The Sitka Fine Arts Camp had its “best year ever,” according to camp director Roger Schmidt.
But, as Schmidt told the Sitka Chamber of Commerce this week (9-6-17), he’s been saying that every year since he took over the management of the camp in 2000, when the summer session lasted 10 days and served 60 students.
This year, there are programs at the camp 360 days, with nearly 1,000 participants from age 6 to senior citizens.
Campers hail from 44 different communities around the country, with 84-percent of them Alaskan.
Schmidt said that having young people form bonds with Sitka will pay dividends for years to come.
“So we feel that having kids have formative experiences in Sitka, building strong bonds, bonds them to Sitka. And as they become future leaders, they’ll always be thinking about Sitka as a location, how to do things with Sitka, how to make business with Sitka, how to make community with Sitka. And I don’t think we ever want to lose sight of how important those formative relationships and positive experiences are.”
The camp has been a magnet for fundraising. Schmidt told the chamber that it’s raised and spent roughly $1 million dollars a year since 2011 renovating the former Sheldon Jackson College campus, with a priority on news roofs for the historic buildings of the quad.
The current roof project is Sweetland Hall, which Schmidt described “as our biggest one yet.” His rationale for donors is: “Give us a new roof, and we’ll have 50 years to figure out the rest.”
The campus he inherited in 2011 was boarded up and out of time. He said that he had stopped driving down Jeff Davis Street just to avoid looking at it.

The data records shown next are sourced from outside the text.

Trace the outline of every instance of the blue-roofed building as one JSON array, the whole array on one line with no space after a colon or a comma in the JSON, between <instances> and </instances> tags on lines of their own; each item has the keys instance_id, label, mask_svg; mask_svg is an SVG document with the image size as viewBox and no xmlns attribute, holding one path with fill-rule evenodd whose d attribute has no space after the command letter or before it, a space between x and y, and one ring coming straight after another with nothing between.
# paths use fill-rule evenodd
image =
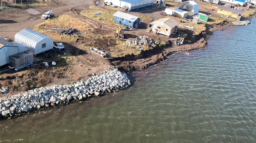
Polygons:
<instances>
[{"instance_id":1,"label":"blue-roofed building","mask_svg":"<svg viewBox=\"0 0 256 143\"><path fill-rule=\"evenodd\" d=\"M120 24L136 28L141 23L141 19L137 17L118 11L114 14L114 21Z\"/></svg>"},{"instance_id":2,"label":"blue-roofed building","mask_svg":"<svg viewBox=\"0 0 256 143\"><path fill-rule=\"evenodd\" d=\"M154 0L104 0L105 3L128 11L153 5Z\"/></svg>"},{"instance_id":3,"label":"blue-roofed building","mask_svg":"<svg viewBox=\"0 0 256 143\"><path fill-rule=\"evenodd\" d=\"M243 5L246 0L220 0L220 1L233 3L233 4L239 4L241 6Z\"/></svg>"}]
</instances>

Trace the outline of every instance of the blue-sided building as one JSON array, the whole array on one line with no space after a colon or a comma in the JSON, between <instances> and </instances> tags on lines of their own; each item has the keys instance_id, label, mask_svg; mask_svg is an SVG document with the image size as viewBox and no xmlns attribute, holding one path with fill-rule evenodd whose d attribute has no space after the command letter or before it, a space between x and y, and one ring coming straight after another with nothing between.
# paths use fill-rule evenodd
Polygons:
<instances>
[{"instance_id":1,"label":"blue-sided building","mask_svg":"<svg viewBox=\"0 0 256 143\"><path fill-rule=\"evenodd\" d=\"M128 11L152 5L154 0L104 0L105 3L111 3L123 10Z\"/></svg>"},{"instance_id":2,"label":"blue-sided building","mask_svg":"<svg viewBox=\"0 0 256 143\"><path fill-rule=\"evenodd\" d=\"M114 21L120 24L136 28L141 23L141 19L129 14L117 11L114 14Z\"/></svg>"}]
</instances>

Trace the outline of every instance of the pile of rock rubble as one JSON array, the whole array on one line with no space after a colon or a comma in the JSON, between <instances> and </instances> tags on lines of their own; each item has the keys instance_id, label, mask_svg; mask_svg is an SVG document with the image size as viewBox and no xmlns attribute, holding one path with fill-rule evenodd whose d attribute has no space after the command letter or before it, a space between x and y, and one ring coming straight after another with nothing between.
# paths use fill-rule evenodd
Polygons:
<instances>
[{"instance_id":1,"label":"pile of rock rubble","mask_svg":"<svg viewBox=\"0 0 256 143\"><path fill-rule=\"evenodd\" d=\"M251 21L249 20L246 20L244 21L235 21L232 22L232 23L234 25L238 26L246 25L250 23Z\"/></svg>"},{"instance_id":2,"label":"pile of rock rubble","mask_svg":"<svg viewBox=\"0 0 256 143\"><path fill-rule=\"evenodd\" d=\"M144 35L137 37L135 39L132 40L127 40L126 41L126 43L129 45L133 44L135 45L142 46L148 44L149 45L154 45L155 42L152 40L151 38Z\"/></svg>"},{"instance_id":3,"label":"pile of rock rubble","mask_svg":"<svg viewBox=\"0 0 256 143\"><path fill-rule=\"evenodd\" d=\"M31 90L23 94L0 98L0 119L11 118L50 106L84 100L92 95L103 95L130 85L125 73L112 67L86 81L74 85L54 85Z\"/></svg>"}]
</instances>

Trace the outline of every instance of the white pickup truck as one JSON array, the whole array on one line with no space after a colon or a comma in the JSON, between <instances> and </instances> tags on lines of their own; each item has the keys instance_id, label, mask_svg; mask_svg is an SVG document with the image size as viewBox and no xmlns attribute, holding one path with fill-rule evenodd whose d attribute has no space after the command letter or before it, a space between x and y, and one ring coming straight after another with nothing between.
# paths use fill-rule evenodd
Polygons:
<instances>
[{"instance_id":1,"label":"white pickup truck","mask_svg":"<svg viewBox=\"0 0 256 143\"><path fill-rule=\"evenodd\" d=\"M53 44L53 47L59 50L64 50L65 48L64 45L61 43L56 43Z\"/></svg>"},{"instance_id":2,"label":"white pickup truck","mask_svg":"<svg viewBox=\"0 0 256 143\"><path fill-rule=\"evenodd\" d=\"M53 17L54 15L53 12L52 11L52 10L51 10L44 13L41 16L41 17L43 19L47 19L49 18Z\"/></svg>"}]
</instances>

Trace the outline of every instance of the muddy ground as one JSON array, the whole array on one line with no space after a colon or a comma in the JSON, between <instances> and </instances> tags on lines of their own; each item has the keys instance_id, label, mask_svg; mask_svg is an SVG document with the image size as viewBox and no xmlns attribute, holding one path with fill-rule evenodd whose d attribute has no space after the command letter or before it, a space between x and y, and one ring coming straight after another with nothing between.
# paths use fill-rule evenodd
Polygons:
<instances>
[{"instance_id":1,"label":"muddy ground","mask_svg":"<svg viewBox=\"0 0 256 143\"><path fill-rule=\"evenodd\" d=\"M103 2L103 1L98 1L100 4L102 3ZM88 19L80 14L81 10L89 9L89 6L97 5L95 2L89 0L54 0L53 5L47 6L27 6L3 10L0 11L0 35L4 38L14 40L15 34L19 31L25 28L33 29L35 25L44 21L45 20L41 19L41 16L42 13L50 10L52 10L56 15L67 13L69 15L89 24L91 26L92 31L96 34L100 34L102 32L105 34L113 34L115 31L114 26L106 25L102 23ZM104 8L102 7L99 8L111 10L106 6ZM26 10L30 8L33 8L38 11L41 14L35 15L28 13ZM143 12L145 15L152 17L153 21L161 18L160 13L162 12L164 9L164 8L162 8L156 9L155 11L152 12L151 10L149 11L143 9L130 13L131 14L136 14L137 13ZM214 14L216 15L216 13ZM182 32L187 33L188 35L184 39L184 43L185 44L182 46L177 46L174 45L172 43L175 38L146 32L146 25L148 22L145 22L144 26L141 29L131 31L126 31L126 38L134 38L138 36L145 35L155 40L167 41L167 44L165 47L142 51L141 54L138 56L129 55L124 57L107 59L102 58L89 51L85 51L79 49L79 46L81 43L81 41L78 40L78 42L64 43L66 49L65 52L67 53L67 56L74 56L75 58L75 59L73 59L71 65L69 65L69 68L72 68L71 70L71 72L65 72L65 73L62 74L60 78L59 76L50 77L51 78L51 82L46 85L70 84L72 82L86 78L87 76L92 73L98 73L107 69L108 66L110 64L117 66L119 67L120 69L125 72L141 70L163 61L172 52L206 48L206 43L205 40L210 37L213 34L212 31L224 28L223 25L221 25L214 27L208 26L206 32L196 37L193 36L189 31L184 30ZM126 40L124 39L122 40L125 41ZM87 40L90 40L90 39L84 39L83 42L86 42ZM115 42L115 41L111 42L113 44ZM108 39L99 40L95 44L92 46L101 47L107 51L109 46L108 44ZM56 53L54 54L58 54ZM43 54L37 55L37 57L49 61L54 60L51 59L51 57L45 59ZM29 70L30 68L25 67L18 72ZM8 74L15 74L15 72L12 71L1 73L1 75L6 76ZM10 80L7 78L1 80ZM0 96L3 97L17 93L11 91L8 94ZM21 91L19 91L19 92Z\"/></svg>"}]
</instances>

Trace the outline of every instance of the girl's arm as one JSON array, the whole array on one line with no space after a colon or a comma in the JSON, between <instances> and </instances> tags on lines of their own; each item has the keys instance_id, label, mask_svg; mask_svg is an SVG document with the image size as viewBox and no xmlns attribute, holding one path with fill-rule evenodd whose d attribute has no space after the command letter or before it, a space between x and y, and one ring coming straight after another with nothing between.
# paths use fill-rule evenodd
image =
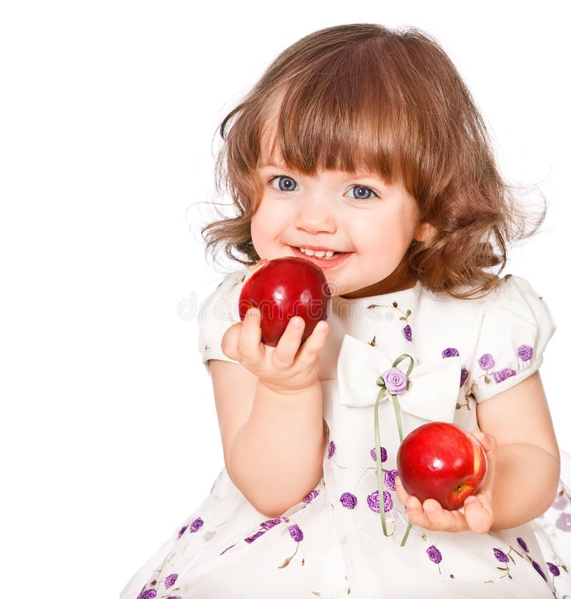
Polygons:
<instances>
[{"instance_id":1,"label":"girl's arm","mask_svg":"<svg viewBox=\"0 0 571 599\"><path fill-rule=\"evenodd\" d=\"M492 528L540 516L557 493L559 448L539 372L479 404L480 429L495 438Z\"/></svg>"},{"instance_id":2,"label":"girl's arm","mask_svg":"<svg viewBox=\"0 0 571 599\"><path fill-rule=\"evenodd\" d=\"M321 385L279 394L240 364L210 364L228 476L256 509L277 518L321 478Z\"/></svg>"},{"instance_id":3,"label":"girl's arm","mask_svg":"<svg viewBox=\"0 0 571 599\"><path fill-rule=\"evenodd\" d=\"M225 333L222 351L235 364L211 364L228 476L250 503L281 516L315 488L325 452L319 352L328 332L320 323L300 344L292 319L276 347L261 342L259 311Z\"/></svg>"},{"instance_id":4,"label":"girl's arm","mask_svg":"<svg viewBox=\"0 0 571 599\"><path fill-rule=\"evenodd\" d=\"M421 504L397 481L397 495L413 523L433 531L487 533L529 522L555 499L559 449L539 373L482 401L477 412L485 436L476 436L490 466L482 488L460 510L448 511L434 499Z\"/></svg>"}]
</instances>

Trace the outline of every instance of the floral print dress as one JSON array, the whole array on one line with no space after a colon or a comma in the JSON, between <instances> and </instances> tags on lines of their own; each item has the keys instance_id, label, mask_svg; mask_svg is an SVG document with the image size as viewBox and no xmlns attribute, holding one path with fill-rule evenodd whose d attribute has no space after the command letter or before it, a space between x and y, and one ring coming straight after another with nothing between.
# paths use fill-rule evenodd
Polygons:
<instances>
[{"instance_id":1,"label":"floral print dress","mask_svg":"<svg viewBox=\"0 0 571 599\"><path fill-rule=\"evenodd\" d=\"M238 322L245 275L226 275L201 307L198 343L208 372L209 359L228 361L221 341ZM408 530L395 492L400 436L386 387L394 391L406 379L398 389L404 435L432 421L477 428L477 404L541 364L555 330L542 298L510 275L477 300L435 295L417 284L386 295L334 297L329 319L319 372L328 443L318 484L270 518L223 469L210 495L121 599L571 596L565 454L552 507L517 528L484 535ZM390 383L381 376L388 372Z\"/></svg>"}]
</instances>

“Because what I saw was a symbol of defeat in a community that I grew up in, a community that I chose to raise my children in, a community that all my family lives in. I don’t like symbols of defeat. I’m just like you I hate to see Sitka struggling. And when we see something that looks like we’re failing at that sucks. It sucks on such a deep level.”
Schmidt reeled off a litany of capital projects on campus this year — everything from a new, lighted parking lot at the Hames Center to a new porch for the Yaw Chapel. He noted that the camp has 14 full-time employees, 134 seasonal employees, and managed the Sitka Performing Arts Center.
As he’s done before, Schmidt waxed eloquently about the significance of the PAC for Sitka’s youth — to be seen and heard by a community that cares about them — but he’s updated his observations about the significance of the variety of performances staged or sponsored by the camp throughout the year.
The arts are not just about supporting the young.
“Like many of you I work a lot of hours every day. And going to a show may seem like a frivolous thing. I guess that many of you are in the same place in your life: It’s evening, I’ve got 10,000 obligations. Like hec I’m gonna go to this concert or this thing. It’s so important to understand what these shows are doing for people who don’t have a life that’s keeping them busy more hours than they want. And what it does to help them still feel a part of Sitka, and part of a community.”
Although he said the Sitka Fine Arts Camp still had a long way to go, Schmidt said he felt it was a success. In a room full of Sitka’s best business minds, Schmidt — a performance trombonist himself — admitted that he would never be among the upper echelon of the world’s musicians. “If I wanted to play music,” he said, “I had to become a problem-solver, I had to make business connections. I had to make business.”